All guidance is for 2022 and includes the impact of inorganic initiatives
· NII to increase by c.10%
· Other income is expected to be c. €700m
· Costs to be c. €1.6bn incorporating higher inflation, agreed salary increases and cost of onboarding new customers
· We continue to expect a small ECL charge in FY22 as we maintain our conservative, forward-looking and comprehensive ECL approach
· Regulatory costs and bank levies are expected to be c. €150m
· Exceptional costs are expected to be c. € 300m
· Customer loans to grow by 5-6%
Further detail is provided in the Half-Yearly Financial Report 2022 which can be found on aib.ie/investorrelations or click here to view http://www.rns-pdf.londonstockexchange.com/rns/1731U_1-2022-7-28.pdf
An analyst webcast and conference call will be held @ 09:00 IST, details of which are available on our website at aib.ie/investorrelations
(1) Source: Mortgage drawdowns BPFI June 2022
(2) Costs before bank levies and regulatory fees and exceptional items
(3) Goodbody was acquired in H2 2021. Underlying basis excludes the impact of Goodbody
(4) Legacy NPEs are those NPEs in default prior to December 2018
(5) RoTE = (PAT - AT1) / (CET1 @ 13.5% of RWAs)

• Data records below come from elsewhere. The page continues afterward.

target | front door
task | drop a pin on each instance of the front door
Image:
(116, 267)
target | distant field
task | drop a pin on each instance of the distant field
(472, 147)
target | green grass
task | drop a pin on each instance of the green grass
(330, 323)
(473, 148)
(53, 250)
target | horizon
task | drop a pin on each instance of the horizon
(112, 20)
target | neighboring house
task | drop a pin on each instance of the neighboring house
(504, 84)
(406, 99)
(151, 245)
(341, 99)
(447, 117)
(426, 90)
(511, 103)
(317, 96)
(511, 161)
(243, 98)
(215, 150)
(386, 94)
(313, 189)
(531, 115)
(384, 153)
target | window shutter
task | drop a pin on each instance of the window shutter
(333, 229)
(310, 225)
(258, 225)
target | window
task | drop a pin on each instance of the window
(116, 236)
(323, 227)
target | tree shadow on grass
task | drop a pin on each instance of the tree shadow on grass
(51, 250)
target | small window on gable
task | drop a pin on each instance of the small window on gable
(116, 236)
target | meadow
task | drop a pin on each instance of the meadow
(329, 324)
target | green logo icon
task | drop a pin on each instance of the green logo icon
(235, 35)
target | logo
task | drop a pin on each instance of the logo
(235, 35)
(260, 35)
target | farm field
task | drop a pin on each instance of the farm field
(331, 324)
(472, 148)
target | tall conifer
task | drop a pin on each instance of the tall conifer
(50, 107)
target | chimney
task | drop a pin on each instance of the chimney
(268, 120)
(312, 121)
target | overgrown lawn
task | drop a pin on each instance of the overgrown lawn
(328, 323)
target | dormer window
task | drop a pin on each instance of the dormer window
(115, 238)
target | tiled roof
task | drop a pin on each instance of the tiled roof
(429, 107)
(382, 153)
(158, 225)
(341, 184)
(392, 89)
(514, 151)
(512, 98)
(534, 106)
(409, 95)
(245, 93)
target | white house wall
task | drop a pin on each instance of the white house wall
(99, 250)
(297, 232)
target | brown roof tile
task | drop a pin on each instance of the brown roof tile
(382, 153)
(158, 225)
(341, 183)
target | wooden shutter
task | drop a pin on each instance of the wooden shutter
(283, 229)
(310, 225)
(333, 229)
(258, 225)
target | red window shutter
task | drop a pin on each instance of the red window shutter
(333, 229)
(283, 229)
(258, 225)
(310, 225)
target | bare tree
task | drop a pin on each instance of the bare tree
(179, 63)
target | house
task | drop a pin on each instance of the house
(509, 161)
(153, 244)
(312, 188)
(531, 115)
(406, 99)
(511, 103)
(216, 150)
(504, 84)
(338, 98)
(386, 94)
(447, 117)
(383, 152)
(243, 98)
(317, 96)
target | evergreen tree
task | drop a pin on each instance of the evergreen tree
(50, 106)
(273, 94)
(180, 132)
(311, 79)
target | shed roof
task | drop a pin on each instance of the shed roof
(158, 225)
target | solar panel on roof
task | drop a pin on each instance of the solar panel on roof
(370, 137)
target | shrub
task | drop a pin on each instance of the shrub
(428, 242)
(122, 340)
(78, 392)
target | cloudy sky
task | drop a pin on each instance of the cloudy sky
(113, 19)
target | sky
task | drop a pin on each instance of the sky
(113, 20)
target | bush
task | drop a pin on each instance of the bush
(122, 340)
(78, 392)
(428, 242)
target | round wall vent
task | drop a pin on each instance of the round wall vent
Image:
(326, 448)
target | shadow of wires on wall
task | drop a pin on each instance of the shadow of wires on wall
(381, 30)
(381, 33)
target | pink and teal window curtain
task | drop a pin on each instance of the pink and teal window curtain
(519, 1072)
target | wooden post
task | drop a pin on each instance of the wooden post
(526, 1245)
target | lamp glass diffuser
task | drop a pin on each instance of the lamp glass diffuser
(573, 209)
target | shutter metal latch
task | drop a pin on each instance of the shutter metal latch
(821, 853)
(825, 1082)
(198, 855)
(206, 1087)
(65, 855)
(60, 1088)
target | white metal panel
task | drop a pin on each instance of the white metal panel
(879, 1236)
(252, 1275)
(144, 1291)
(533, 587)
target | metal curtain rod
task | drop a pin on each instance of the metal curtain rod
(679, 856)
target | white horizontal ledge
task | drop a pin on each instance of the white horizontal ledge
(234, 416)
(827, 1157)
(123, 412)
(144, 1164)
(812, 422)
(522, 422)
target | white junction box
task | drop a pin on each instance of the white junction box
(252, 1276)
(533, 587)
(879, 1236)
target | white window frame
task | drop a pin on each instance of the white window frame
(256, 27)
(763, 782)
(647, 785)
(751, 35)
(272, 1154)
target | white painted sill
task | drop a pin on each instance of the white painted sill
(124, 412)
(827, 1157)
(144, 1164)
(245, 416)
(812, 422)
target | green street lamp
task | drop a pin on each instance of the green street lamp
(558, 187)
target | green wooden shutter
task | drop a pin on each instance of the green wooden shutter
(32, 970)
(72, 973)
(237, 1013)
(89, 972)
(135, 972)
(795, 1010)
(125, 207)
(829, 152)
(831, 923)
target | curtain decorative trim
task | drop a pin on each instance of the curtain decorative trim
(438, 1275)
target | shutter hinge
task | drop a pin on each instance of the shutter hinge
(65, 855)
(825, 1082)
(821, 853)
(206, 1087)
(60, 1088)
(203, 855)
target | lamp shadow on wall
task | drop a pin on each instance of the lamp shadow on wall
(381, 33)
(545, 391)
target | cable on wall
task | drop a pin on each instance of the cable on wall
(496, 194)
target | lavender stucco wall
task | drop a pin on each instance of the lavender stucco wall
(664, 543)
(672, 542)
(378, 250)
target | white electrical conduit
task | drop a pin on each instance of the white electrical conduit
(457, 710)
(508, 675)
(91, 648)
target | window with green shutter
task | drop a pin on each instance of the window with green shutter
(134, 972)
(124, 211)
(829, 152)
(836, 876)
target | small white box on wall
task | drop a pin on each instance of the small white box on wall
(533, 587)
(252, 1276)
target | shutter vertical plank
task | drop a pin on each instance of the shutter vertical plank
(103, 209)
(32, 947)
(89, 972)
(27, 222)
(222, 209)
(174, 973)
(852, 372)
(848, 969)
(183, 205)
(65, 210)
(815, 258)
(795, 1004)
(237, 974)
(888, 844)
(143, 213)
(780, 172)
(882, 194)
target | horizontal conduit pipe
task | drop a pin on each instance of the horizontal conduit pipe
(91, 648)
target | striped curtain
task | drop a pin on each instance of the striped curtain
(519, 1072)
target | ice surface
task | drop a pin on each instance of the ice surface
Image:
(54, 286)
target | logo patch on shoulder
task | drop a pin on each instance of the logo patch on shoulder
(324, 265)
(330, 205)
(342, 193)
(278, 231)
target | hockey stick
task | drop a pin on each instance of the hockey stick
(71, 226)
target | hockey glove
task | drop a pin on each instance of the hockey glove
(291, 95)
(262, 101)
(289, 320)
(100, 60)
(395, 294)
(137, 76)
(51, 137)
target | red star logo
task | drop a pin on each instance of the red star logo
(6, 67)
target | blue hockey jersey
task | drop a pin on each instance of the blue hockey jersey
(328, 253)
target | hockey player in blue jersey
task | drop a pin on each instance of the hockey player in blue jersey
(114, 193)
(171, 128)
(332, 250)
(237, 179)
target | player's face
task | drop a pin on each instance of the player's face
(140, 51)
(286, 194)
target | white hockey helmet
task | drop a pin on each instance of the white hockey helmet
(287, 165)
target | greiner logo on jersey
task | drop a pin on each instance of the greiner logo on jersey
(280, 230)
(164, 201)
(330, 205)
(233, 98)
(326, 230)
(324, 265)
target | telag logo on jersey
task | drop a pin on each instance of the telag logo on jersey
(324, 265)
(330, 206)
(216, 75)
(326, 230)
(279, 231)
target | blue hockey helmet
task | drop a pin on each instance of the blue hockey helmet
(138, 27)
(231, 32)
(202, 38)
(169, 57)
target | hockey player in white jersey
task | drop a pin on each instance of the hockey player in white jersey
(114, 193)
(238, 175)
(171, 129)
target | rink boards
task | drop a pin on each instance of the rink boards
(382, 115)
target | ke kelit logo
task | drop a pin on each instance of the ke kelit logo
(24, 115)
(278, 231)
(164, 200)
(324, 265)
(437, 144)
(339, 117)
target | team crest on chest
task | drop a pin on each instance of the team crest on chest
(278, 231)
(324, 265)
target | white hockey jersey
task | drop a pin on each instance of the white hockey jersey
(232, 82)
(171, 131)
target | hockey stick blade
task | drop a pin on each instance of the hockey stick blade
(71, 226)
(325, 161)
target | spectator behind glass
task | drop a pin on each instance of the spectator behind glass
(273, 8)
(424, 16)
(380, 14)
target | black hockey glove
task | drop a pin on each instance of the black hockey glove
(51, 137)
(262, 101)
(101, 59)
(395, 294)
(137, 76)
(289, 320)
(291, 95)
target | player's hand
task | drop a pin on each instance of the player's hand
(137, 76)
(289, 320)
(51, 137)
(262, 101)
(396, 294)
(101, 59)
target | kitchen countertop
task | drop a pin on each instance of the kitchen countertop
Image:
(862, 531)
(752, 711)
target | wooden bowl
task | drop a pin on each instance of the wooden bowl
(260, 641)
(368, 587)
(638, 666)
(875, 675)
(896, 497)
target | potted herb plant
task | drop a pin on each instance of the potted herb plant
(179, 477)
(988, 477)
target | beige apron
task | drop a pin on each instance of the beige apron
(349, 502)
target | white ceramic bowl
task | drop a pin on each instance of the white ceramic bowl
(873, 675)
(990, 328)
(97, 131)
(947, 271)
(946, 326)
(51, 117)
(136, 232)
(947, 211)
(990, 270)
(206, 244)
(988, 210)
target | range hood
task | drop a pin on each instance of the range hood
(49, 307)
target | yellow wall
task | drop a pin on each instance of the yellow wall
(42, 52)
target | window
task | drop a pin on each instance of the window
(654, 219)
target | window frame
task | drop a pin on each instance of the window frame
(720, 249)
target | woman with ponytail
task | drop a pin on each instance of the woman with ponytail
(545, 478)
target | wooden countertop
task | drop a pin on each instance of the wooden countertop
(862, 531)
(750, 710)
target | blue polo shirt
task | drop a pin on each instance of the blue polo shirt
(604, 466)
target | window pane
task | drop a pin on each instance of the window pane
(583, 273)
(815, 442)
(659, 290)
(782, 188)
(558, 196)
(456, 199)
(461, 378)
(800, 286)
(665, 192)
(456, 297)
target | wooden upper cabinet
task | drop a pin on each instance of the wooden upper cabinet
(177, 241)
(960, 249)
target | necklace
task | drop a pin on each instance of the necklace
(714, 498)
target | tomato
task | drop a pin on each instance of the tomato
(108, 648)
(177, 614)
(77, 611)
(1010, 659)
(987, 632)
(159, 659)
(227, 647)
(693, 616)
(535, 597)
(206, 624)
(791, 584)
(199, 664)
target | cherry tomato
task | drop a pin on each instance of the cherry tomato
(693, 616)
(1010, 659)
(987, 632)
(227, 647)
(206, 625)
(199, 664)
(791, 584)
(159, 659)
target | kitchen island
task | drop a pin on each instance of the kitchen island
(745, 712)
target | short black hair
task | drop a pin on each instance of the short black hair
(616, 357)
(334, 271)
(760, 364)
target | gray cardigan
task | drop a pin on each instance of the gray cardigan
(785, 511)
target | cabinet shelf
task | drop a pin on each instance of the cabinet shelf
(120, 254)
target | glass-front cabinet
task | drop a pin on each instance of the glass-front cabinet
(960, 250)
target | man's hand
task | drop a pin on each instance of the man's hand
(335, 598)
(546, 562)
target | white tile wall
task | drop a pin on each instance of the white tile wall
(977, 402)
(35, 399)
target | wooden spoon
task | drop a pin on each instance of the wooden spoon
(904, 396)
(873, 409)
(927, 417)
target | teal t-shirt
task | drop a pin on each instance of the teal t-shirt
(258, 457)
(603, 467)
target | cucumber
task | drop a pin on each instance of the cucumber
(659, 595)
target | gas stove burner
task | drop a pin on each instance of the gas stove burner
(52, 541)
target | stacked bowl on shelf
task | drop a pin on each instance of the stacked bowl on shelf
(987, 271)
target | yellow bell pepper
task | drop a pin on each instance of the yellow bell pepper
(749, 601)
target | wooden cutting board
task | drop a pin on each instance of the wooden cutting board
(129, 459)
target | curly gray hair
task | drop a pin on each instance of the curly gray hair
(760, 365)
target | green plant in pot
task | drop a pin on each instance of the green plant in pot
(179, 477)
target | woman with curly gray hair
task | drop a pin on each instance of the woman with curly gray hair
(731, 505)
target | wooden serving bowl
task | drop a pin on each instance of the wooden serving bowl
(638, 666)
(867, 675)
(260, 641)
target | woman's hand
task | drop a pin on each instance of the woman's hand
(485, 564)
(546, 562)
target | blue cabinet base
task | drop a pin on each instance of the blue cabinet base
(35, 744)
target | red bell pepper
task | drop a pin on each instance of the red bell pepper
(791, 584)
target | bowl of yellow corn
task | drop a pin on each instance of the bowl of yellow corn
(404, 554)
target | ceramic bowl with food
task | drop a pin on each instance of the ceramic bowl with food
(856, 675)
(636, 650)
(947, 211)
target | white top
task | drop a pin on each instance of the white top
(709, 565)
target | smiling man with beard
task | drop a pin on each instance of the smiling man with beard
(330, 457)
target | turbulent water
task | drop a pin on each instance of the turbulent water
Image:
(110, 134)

(6) Reported sensitivities should not be considered a forecast of future performance
(7) Belfry relates to a series of investment property funds which were sold to individual investors during the period 2002 to 2006. Further information is available on page 109 of the 2022 Half-Yearly Financial Report
(8) Article 2 Regulation (EU) No 241/2014 requires a foreseeable charge, being the maximum dividend pay-out ratio under the Group's internal dividend policy, to be deducted from equity
Figures presented above may be subject to rounding and thereby may differ to the 2022 Half-Yearly Financial Report
- ENDS -
For further information, please contact:
Chief Financial Officer
Head of Investor Relations
Head of Media Relations
email: [email protected]
email: [email protected]
email: [email protected]
Forward Looking Statements
This document contains certain forward looking statements with respect to the financial condition, results of operations and business of AIB Group and certain of the plans and objectives of the Group. These forward looking statements can be identified by the fact that they do not relate only to historical or current facts. Forward looking statements sometimes use words such as 'aim', 'anticipate', 'target', 'expect', 'estimate', 'intend', 'plan', 'goal', 'believe', 'may', 'could', 'will', 'seek', 'continue', 'should', 'assume', or other words of similar meaning. Examples of forward looking statements include, among others, statements regarding the Group's future financial position, capital structure, Government shareholding in the Group, income growth, loan losses, business strategy, projected costs, capital ratios, estimates of capital expenditures, and plans and objectives for future operations. Because such statements are inherently subject to risks and uncertainties, actual results may differ materially from those expressed or implied by such forward looking information. By their nature, forward looking statements involve risk and uncertainty because they relate to events and depend on circumstances that will occur in the future. There are a number of factors that could cause actual results and developments to differ materially from those expressed or implied by these forward looking statements. These are set out in Principal risks on pages 28 to 30 of the Annual Financial Report 2021 and updated on page 37 of the Half-Yearly Financial Report 2022. In addition to matters relating to the Group's business, future performance will be impacted by the direct and indirect impacts of the COVID-19 pandemic, the direct and indirect consequences of the Russia-Ukraine War on European and global macroeconomic conditions, the impact of higher inflation on customer sentiment and by Irish, UK and wider European and global economic and financial market considerations. Any forward looking statements made by or on behalf of the Group speak only as of the date they are made. The Group cautions that the list of important factors on pages 28 to 30 of the Annual Financial Report 2021 is not exhaustive. Investors and others should carefully consider the foregoing factors and other uncertainties and events when making an investment decision based on any forward looking statement.